ABSTRACT

Maritime trade, or shipping, was one of the world’s first network enterprises. A network industry is one in which the enterprise or its products consists of many interconnected nodes, where the node is a unit of the firm or its product, and connections among the nodes define the character of commerce in the industry (Gottinger, 2003). Maritime shipping is used to move people, goods, services, and information. Transportation is a demand-derived service that not only facilitates trade and communication, but historically has also facilitated cultural exchange of ideas. Maritime transportation enterprises began simply with individuals who owned cargo and hired ships to move it to a location that had a market demand. Over time, the enterprises came to be governed by small kingdoms or city-states, which grew into wealthy nations with strong merchant and trading classes (Paulsen, 1983).
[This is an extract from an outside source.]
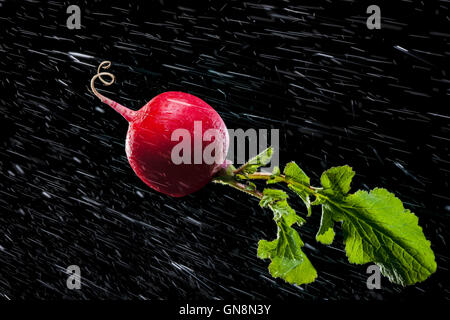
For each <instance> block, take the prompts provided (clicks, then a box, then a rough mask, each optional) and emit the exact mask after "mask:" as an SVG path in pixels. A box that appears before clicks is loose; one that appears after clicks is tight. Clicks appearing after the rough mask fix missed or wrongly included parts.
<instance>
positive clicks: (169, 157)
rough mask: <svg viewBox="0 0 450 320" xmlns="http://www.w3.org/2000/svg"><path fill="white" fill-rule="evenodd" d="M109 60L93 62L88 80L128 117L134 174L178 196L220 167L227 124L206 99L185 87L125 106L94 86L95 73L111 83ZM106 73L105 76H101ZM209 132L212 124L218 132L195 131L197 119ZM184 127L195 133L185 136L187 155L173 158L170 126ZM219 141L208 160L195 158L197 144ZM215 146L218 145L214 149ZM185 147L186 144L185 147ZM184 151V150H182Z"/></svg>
mask: <svg viewBox="0 0 450 320" xmlns="http://www.w3.org/2000/svg"><path fill="white" fill-rule="evenodd" d="M110 66H111V62H109V61H104V62H102V63H101V64H100V66H99V67H98V73H97V74H96V75H95V76H94V77H93V78H92V80H91V89H92V91H93V93H94V94H95V95H96V96H97V97H98V98H99V99H100V100H101V101H102V102H103V103H106V104H107V105H109V106H110V107H112V108H113V109H114V110H116V111H117V112H118V113H120V114H121V115H122V116H123V117H124V118H125V119H126V120H127V121H128V123H129V128H128V133H127V137H126V143H125V151H126V154H127V158H128V161H129V163H130V165H131V167H132V168H133V170H134V172H135V173H136V174H137V176H138V177H139V178H140V179H141V180H142V181H143V182H144V183H146V184H147V185H148V186H149V187H151V188H153V189H155V190H157V191H159V192H162V193H164V194H167V195H170V196H173V197H182V196H185V195H188V194H190V193H193V192H195V191H197V190H199V189H201V188H202V187H203V186H205V185H206V184H207V183H208V182H209V181H211V179H212V177H213V176H214V174H215V173H216V172H217V171H218V170H220V169H221V168H222V164H223V163H224V162H225V160H226V159H225V158H226V155H227V151H228V145H229V137H228V131H227V127H226V126H225V123H224V122H223V120H222V118H221V117H220V116H219V114H218V113H217V112H216V111H215V110H214V109H213V108H212V107H211V106H209V105H208V104H207V103H206V102H205V101H203V100H201V99H200V98H197V97H196V96H193V95H191V94H188V93H184V92H175V91H172V92H164V93H161V94H159V95H157V96H156V97H154V98H153V99H152V100H150V102H148V103H147V104H146V105H145V106H143V107H142V108H141V109H140V110H138V111H133V110H130V109H128V108H126V107H124V106H122V105H121V104H119V103H117V102H115V101H113V100H111V99H109V98H107V97H105V96H103V95H102V94H100V93H99V92H98V91H97V90H96V89H95V86H94V81H95V80H96V79H97V78H99V79H100V80H101V81H102V82H103V83H104V84H105V85H111V84H112V83H113V82H114V80H115V78H114V75H113V74H111V73H108V72H100V69H102V68H103V69H108V68H109V67H110ZM103 76H107V77H109V78H110V80H109V81H107V80H105V79H104V78H102V77H103ZM199 123H200V124H201V129H202V130H203V131H206V132H208V130H210V129H213V130H214V131H215V132H216V133H217V134H215V135H214V136H213V137H210V139H209V140H211V141H205V140H206V139H205V140H204V139H203V136H202V135H200V136H199V133H198V132H196V131H198V130H196V129H198V124H199ZM176 130H178V131H180V130H184V132H188V133H190V136H192V137H194V139H193V141H190V142H189V141H188V143H189V147H190V148H191V149H192V150H194V152H191V154H190V156H191V158H192V159H191V160H192V161H187V162H183V163H179V164H176V163H174V161H173V159H172V157H171V155H172V150H173V149H174V147H175V146H176V145H177V144H179V143H178V141H173V140H174V139H173V133H174V131H176ZM213 143H214V145H215V146H218V148H219V150H220V152H218V153H217V154H216V159H215V161H214V162H213V163H207V162H206V161H203V160H202V159H200V160H201V161H200V162H199V161H198V159H197V158H198V157H196V159H195V161H194V156H195V155H198V152H196V151H197V150H196V147H197V149H198V147H199V148H200V150H199V151H200V152H201V155H203V151H205V149H206V147H207V146H208V145H210V144H213ZM215 150H217V148H216V149H215ZM184 151H185V150H184ZM183 156H186V155H183Z"/></svg>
Often, cargo owners traveled with their goods on for-hire ships; however, in time, it became impractical for shippers to continue this practice, so they sought legal assurances, through contracts, that their cargo would be delivered undamaged and intact. This was the beginning of an energetic maritime jurisprudence forming around the private commercial transactions surrounding the carriage of goods by ships (Reynolds, 1990). However, vessel owners and their insurers were often treated more favorably than merchants by the various local maritime courts, so cargo owners began looking to governments to assist in developing international codes to govern trading transactions. What appeared to be mostly private law became a matter of public interest, and the body of maritime law grew to regulate cargo handling and shipmasters, cargo owners, and marine insurer interests.